In my minds eye I can still see the two of them out dancing and laughing long ago when we all went out for the evening together. It has been said that we regret the things we do not do in this life. I am so glad for all the times we went to a great personal cost and effort to spend times with them, to show our parents on both sides how much we loved them. Far more than any material gift we ever gave them, they enjoyed and wrapped themselves in the time we spent with them the most. Our gift to them ended up being our gift to ourselves as well….the gift of love flowing back and forth. When I think of our parents now….neither of us have very many regrets at all!
So, now it is our turn to face this thing called aging. So far, we have been incredibly blessed with good health and feel immeasurable gratitude for it. We are still living in our one story home of 20 years and hope we can stay here for a good while longer, but we know the clock of our life is ticking louder and louder. We find ourselves remembering the ages of our parents death and then we find ourselves subtracting our age as some sort of measure for the time we have left. I am not going to lie….it is unnerving when we do this. But then, I think of the adversity they faced in their aging and how they wore the beautiful face of acceptance and grace and I know I will use their beautiful brave example in living as my road map to our future, however long that will be.
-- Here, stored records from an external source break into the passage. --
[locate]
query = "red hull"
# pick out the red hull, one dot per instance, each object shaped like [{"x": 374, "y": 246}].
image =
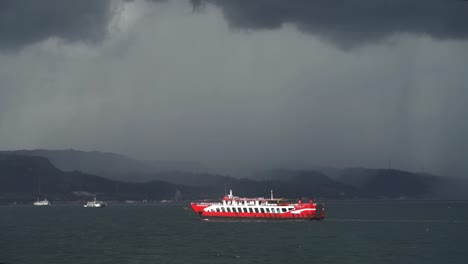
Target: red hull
[{"x": 258, "y": 208}]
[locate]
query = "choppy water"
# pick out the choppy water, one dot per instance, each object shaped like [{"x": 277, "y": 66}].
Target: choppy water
[{"x": 353, "y": 232}]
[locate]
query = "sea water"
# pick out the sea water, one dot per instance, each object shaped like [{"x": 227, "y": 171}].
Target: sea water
[{"x": 353, "y": 232}]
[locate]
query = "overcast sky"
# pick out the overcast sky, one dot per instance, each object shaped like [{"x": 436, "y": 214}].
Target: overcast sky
[{"x": 240, "y": 84}]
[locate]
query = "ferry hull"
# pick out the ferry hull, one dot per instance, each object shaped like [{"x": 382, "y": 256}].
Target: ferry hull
[{"x": 307, "y": 212}]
I will take the lessons I learned from them and put them to good use. I will pray for the same courage and acceptance and grace our parents showed us as they continued their march towards the light of the next world. At the end of the day, all we have is grace, and it is a wonderful strength to draw upon.
Your words have done it again.
You are your mothers daughter.
Roll models are you and Al for keeping
the family involved in your parents lives.
Made me long for a life lived differently
With my parents.. Alas ”twas not meant to
be.. Disfunctional is the word that comes to
Mind.. you are blessed to have such many
Good memories.. no regrets for you all..
You are so sweet and always such an encourager. Thank you…We ALL have segments of our life where we wish things could have been better. But….we play with the cards we’ve been dealt!